The point total UH allowed at UNR is still a season high for a 40-minute game. The Rainbows have done an otherwise respectable job of defending, ranking 13th nationally in field-goal defense at 39.0 percent.
A fifth WAC victory would make it unlikely that the Rainbows would finish in last place and miss out on the WAC tournament for a second straight year. San Jose State (3-9) and Louisiana Tech (2-10) are running out of time to catch up with four games remaining apiece.
UH’s degree of preparation — the most for any team this season, Arnold said — was the opposite of the last meeting, which capped a stretch of five games, including the Diamond Head Classic, in just over a week.
Talented Nevada continues to perform well in league play after a 1-7 overall start to the season, thanks in large part to the emergence of forward Olek Czyz, a transfer from Duke. The Pack might not be rested, but they are riding high on an improbable win at San Jose State on Saturday.
UNR rallied from a 15-point halftime deficit to stun the Spartans. SJSU had a two-point lead and possession of the ball in the final seconds of regulation, but Pack guard Deonte Burton stole the ball from SJSU’s Adrian Oliver, got fouled with 3 seconds left, and sent the game into the extra period.
Four Wolf Pack players — guards Malik Story and Burton and forwards Dario Hunt and Czyz — average between 13.9 and 12.8 points per game. Czyz had his breakout game against UH with 19 first-half points. Those four combined for 75 points against UH in Reno.
"I think those four players are as good as any players in their position in the WAC," Arnold said. "When they have it clicking, they’re really hard to beat."
Hunt leads the WAC in rebounding at 10.0 per game.
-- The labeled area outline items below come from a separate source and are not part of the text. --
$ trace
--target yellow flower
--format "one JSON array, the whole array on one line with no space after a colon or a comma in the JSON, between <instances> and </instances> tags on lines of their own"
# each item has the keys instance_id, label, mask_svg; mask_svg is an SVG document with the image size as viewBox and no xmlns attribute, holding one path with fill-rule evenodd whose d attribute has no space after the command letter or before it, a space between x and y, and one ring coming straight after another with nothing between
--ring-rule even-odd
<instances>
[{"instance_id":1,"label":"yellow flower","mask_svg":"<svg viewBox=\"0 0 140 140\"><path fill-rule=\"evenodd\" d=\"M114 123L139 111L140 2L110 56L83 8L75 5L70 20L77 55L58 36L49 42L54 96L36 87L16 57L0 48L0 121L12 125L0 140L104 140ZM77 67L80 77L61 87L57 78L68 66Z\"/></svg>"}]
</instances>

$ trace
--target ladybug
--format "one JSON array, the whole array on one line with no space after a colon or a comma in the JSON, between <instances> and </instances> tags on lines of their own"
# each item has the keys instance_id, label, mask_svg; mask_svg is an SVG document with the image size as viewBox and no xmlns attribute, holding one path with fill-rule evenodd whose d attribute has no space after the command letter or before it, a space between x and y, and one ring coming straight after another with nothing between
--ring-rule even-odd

He and Czyz shoot better than 53 percent from the field.
Hawaii assistant coach Benjy Taylor, who was the scout on UNR, says the difference could be UH senior forward Bill Amis, one of two Rainbows averaging a team-best 14.3 ppg. The previously injured Amis did not play in that game.
"They have a swagger about them, and they’ll come in here thinking they can beat us," Taylor said. "We’ll just have to hold serve at home."
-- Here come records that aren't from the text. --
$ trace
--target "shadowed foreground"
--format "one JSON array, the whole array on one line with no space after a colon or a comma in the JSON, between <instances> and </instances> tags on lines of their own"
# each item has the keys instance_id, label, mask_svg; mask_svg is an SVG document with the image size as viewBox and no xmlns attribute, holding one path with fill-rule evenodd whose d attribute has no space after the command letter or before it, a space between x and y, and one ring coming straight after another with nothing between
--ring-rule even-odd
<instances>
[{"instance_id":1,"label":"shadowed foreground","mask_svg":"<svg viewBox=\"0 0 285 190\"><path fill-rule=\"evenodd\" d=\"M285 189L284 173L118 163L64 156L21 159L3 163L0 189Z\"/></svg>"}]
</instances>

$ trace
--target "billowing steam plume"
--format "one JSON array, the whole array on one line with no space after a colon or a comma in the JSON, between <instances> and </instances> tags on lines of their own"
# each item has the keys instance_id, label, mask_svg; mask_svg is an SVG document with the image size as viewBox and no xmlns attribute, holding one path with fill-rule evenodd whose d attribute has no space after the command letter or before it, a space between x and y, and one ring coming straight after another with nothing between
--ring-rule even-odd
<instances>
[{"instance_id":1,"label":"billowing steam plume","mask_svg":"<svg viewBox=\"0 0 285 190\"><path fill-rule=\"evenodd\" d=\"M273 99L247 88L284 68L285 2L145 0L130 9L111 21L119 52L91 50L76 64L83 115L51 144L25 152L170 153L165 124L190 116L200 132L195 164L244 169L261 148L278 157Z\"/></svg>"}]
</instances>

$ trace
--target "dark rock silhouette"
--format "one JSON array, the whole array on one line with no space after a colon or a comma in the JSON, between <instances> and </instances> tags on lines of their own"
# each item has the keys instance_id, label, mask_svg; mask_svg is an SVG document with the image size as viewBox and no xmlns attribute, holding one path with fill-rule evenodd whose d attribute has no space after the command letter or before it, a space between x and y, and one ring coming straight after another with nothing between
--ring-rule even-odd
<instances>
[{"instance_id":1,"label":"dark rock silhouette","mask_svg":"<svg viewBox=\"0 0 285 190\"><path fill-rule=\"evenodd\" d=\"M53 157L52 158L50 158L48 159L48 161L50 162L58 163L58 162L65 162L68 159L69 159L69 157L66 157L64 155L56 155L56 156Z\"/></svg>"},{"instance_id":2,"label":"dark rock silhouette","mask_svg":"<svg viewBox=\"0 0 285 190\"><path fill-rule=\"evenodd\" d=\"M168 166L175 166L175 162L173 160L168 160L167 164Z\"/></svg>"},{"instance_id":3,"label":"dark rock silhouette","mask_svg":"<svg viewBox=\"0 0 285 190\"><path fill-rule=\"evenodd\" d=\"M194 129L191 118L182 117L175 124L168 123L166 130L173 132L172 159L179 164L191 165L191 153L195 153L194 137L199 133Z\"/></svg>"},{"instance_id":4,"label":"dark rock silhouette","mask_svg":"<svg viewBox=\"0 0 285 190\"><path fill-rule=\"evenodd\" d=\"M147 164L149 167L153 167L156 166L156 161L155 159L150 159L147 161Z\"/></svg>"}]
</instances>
Junior guard Zane Johnson is UH’s other top scorer and is second in the WAC in 3-point makes per game at 2.9. He finished with 10 points in the teams’ previous meeting.
"We’re saying that was last year, so we’re a whole different team now," Johnson said. "We know that, and I think teams around the league know that. We’ve stepped it up defensively."
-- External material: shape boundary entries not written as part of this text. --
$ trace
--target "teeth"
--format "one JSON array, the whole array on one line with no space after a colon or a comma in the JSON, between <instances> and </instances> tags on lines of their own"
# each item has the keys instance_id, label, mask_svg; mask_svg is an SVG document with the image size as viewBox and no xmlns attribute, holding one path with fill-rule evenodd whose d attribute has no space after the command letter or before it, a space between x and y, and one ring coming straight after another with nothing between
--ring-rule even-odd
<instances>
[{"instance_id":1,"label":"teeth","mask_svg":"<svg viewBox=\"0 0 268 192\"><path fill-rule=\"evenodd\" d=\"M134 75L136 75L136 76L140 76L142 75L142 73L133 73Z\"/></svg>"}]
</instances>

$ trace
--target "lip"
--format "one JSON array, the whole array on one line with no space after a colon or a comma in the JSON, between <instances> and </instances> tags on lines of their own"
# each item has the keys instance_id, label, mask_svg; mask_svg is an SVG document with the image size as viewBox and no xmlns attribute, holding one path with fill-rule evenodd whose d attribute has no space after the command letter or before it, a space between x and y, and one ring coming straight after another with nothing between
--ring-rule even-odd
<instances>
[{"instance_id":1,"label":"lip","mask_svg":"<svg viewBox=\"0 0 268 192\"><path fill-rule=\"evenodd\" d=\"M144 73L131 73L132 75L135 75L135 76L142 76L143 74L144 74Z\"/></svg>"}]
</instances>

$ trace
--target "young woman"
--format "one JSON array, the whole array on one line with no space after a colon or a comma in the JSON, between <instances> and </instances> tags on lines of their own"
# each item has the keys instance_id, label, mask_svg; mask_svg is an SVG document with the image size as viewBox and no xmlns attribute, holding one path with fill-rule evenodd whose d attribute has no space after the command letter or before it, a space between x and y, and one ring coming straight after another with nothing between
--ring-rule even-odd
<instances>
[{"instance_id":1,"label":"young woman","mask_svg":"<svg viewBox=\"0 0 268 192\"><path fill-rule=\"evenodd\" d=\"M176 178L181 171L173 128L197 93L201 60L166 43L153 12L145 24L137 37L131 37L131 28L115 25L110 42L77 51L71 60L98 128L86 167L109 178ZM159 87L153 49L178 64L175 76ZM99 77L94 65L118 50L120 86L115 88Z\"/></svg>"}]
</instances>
Second-year UNR coach David Carter said UH has become much more of an inside-out team since that game. Amis and Joaquim have played increasingly well, while Johnson has been UH’s only consistent perimeter threat in WAC play.
"Seems like it’s been so long since we played them," Carter said after the Wolf Pack arrived in Honolulu yesterday. "I know they’re a different team. I think we’re a different team. I think we’re starting to play a little better. I know they are too. … We had to prepare, I think, a little different."
The week off did a body good for senior point guard Hiram Thompson, who needed stitches to sew up a gash just above his right eye at Boise State. He was then sick to his stomach two days later at Idaho. Each caused him to play limited minutes.